Но Прохор Гайкин не стал терпеть и этого. Он, пыхтя, вылез из-за парты, на всякий случай подглядел в шпаргалку и грохнув кулаком по столу, с некоторой запинкой чётко произнёс:
– Как вы смеете унижать меня… в присутствии моего собственного достоинства!
Воцарилась тишина. Через какое-то время Бастинда процедила: «Садись!» и обзываться на Гайкина перестала. В журнале стали появляться редкие тройки.
Закревский тоже, сам того не ведая, нашёл рычаг влияния. Бастинда – барышня незамужняя, живут они в небольшом военном городке, и время от времени после уроков в школьном саду на лавочке её поджидает то один, то другой командированный лейтенант для совместных прогулок и ухаживания. Лавка – под окном раздевалки, а на подоконнике – Закревский, спрятавшийся за шторой. Завидев училку, спешащую к свиданцу, он припечатывал ожидающего многократно повторённой фразой «Жучкин жених», причём подходил к исполнению оскорбительной обзывалки вполне творчески: то завывал, как ветер в каминной трубе, то ухал ночной совой, то визжал как резаный поросёнок. Под конец пронзительно свистел в форточку.
По каким-то только ей одной известным причинам Бастинда не могла или не хотела назначать свидания в другом месте, поэтому вызывала его после уроков и беседовала один на один в классе при закрытых дверях. На занятиях не трогала и ставила тройки почти за просто так.
Но Закревский кричать в форточку не перестал. Он орал и свистел точно так же и ту же самую фразу, но только когда Жучкин жених сидел и ждал Жучку один. Ну не мог Закревский отказать себе в этом удовольствии. А пусть знает, летёха, с кем связался…
Механизмов воздействия на Бастинду не было только у Рыбкина. Но он держался как мог. Решил проблему с диктантами: научился незаметно зажимать уши при первом чтении. Правда, с задачами и изложениями была беда. И Бастинда клевала его, жалила, обзывала гадкими словами, швыряла его тетради, шипела, как масло на раскалённой сковородке, когда случайно сталкивалась с ним в школьном коридоре, и несколько раз, когда никто не видел, больно щипала Рыбкина за ухо.
Вот теперь вызывала маму. Мама к приходу Рыбкина домой уже всё знала и собиралась в школу. Она надела коричневое платье и застёгивала перед зеркалом свой любимый жемчужный воротничок.
– Толя, меня вызывает Елена Жухаевна, – вздохнула мама. Ты не знаешь зачем?
– За изложение, – прошептал Рыбкин.
Мама увидела его несчастные глаза в зеркале и улыбнулась.
– Прорвёмся, – весело сказала она, но в голосе что-то дрогнуло.
…Ну не мог Рыбкин, не мог отпустить к этой гадине маму одну. Он проводил её взглядом до двери – устремил взор в окно – «глубокое синее небо» – вздохнул – и превратился в мамин жемчужный воротничок.

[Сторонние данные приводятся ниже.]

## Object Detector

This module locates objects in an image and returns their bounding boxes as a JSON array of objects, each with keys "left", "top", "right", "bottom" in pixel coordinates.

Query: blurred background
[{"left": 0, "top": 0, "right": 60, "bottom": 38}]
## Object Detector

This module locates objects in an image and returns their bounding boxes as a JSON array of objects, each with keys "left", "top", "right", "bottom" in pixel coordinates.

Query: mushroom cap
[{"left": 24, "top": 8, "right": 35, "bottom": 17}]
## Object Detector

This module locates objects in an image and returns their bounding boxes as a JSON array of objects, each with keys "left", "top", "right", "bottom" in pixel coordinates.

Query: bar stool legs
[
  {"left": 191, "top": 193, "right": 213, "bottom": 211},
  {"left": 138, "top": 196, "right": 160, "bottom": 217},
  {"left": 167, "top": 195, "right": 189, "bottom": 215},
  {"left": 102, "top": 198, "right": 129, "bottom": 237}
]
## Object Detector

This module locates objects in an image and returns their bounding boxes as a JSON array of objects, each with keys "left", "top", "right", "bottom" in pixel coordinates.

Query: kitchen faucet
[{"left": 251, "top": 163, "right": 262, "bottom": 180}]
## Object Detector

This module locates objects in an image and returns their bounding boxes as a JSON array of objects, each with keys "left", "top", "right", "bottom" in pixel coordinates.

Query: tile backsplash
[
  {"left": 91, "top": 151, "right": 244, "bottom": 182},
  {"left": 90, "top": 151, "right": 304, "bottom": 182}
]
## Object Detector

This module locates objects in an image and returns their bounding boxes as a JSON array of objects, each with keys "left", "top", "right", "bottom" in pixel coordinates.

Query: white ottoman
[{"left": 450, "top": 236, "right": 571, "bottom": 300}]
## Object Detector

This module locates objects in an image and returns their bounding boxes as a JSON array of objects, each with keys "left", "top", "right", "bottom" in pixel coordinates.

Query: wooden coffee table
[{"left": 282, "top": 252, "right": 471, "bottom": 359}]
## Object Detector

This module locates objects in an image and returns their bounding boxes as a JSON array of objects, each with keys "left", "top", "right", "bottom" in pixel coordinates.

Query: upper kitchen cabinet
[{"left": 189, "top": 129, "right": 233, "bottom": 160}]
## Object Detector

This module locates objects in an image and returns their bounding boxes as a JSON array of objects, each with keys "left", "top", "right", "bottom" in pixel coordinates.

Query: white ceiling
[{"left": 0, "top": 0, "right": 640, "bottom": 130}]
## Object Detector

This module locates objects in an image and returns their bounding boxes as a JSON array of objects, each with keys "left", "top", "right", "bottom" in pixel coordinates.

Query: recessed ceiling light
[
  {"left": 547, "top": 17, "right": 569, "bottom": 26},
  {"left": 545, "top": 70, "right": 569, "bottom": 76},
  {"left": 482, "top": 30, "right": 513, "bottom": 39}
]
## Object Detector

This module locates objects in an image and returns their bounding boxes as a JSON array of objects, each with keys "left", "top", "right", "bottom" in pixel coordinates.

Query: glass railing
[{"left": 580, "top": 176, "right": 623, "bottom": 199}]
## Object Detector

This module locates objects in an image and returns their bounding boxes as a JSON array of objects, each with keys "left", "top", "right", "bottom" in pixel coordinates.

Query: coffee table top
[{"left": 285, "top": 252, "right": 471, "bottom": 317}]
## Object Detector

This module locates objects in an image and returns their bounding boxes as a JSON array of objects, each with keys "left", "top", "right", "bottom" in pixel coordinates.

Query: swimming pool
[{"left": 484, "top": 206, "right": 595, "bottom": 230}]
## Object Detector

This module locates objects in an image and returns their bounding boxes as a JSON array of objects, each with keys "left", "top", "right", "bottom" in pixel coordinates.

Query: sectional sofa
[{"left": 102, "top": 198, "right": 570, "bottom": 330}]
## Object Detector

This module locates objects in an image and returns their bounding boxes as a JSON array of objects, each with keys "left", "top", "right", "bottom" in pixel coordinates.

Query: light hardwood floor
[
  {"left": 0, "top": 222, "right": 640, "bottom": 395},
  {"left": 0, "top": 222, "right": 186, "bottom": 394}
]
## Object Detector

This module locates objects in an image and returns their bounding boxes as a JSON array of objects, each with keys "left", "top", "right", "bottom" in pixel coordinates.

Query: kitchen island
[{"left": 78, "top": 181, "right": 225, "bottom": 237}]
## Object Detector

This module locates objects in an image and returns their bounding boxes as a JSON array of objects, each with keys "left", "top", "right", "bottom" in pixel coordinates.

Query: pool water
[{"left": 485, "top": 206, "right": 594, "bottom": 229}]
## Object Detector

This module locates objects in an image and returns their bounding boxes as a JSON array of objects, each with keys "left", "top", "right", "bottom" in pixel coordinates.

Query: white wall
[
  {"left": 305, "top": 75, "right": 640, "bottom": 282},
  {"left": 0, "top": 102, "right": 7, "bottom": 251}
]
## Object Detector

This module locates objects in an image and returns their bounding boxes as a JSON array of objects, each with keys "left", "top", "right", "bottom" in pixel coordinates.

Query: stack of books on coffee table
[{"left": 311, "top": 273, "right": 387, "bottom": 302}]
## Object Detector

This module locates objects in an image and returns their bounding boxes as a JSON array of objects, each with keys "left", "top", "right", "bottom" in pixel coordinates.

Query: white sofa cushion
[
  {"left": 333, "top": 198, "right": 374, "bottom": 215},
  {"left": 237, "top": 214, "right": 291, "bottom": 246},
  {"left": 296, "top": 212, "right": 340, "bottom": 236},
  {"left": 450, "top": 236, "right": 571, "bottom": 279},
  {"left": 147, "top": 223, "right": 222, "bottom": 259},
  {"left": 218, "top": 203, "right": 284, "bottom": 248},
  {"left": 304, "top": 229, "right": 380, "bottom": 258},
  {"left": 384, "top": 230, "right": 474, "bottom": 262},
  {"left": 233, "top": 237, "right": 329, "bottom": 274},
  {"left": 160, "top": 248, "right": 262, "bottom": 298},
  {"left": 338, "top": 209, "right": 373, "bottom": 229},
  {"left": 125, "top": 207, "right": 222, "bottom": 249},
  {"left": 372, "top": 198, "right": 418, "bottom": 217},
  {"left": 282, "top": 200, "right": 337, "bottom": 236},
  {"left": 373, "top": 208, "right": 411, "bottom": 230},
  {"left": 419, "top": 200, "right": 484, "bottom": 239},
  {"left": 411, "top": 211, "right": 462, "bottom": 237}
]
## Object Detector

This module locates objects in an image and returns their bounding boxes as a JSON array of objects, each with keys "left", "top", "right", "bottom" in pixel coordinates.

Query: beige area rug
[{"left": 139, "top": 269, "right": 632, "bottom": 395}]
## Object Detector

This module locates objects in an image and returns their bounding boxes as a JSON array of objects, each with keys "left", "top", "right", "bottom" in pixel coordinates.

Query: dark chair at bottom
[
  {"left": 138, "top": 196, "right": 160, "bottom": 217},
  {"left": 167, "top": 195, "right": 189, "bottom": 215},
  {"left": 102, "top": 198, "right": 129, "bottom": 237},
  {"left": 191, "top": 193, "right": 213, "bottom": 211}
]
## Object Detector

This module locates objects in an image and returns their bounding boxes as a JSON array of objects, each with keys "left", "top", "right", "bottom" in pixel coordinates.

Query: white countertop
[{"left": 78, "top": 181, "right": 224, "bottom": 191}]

Он ласково обнимал маму за шею всю дорогу до школы, его жемчужинки нежно трогали кожу своими атласными бочками, а центральная, грушевидная, скрепляющая две круглые половиночки, весело билась чуть ниже ложбинки. «Не бойся, я с тобой», – говорил Рыбкин-воротничок. Они вместе вошли в ворота, прогулялись по школьному саду, увидели на лавке под окном раздевалки очередного Бастиндиного свиданца с погонами капитана, который в ожидании «дамы» играл сам с собой в карманные шахматы, и открыли тяжёлую дверь.
…Бастинда сидела в классе одна и на мамино робкое «Здравствуйте, Елена Жухаевна» не удосужилась ответить, только кивнула на первую парту прямо напротив своего стола. Рыбкин взглянул на Бастинду и поразился, как она изменилась за эти три часа. Откуда-то взялась лёгкая синяя юбка, на тон светлее кофточка со свободными длинными рукавами; она распустила волосы, вечно заколотые небрежным кукишем на затылке, и заплела их в какую-то ловкую, нетугую косу, которая начиналась причудливо-небрежным колоском чуть ли не со лба и заканчивалась лукавым завитком на правом плече. Ресницы были накрашены чёрным и подчёркивали пронзительную синеву глаз, губы, тронутые какой-то нежной блестючей помадой, сияли.
«Для того капитана», – понял Рыбкин и вспомнил свиданца с шахматами. Этот, видать, был каким-то особенным: для всех прочих училка так не наряжалась.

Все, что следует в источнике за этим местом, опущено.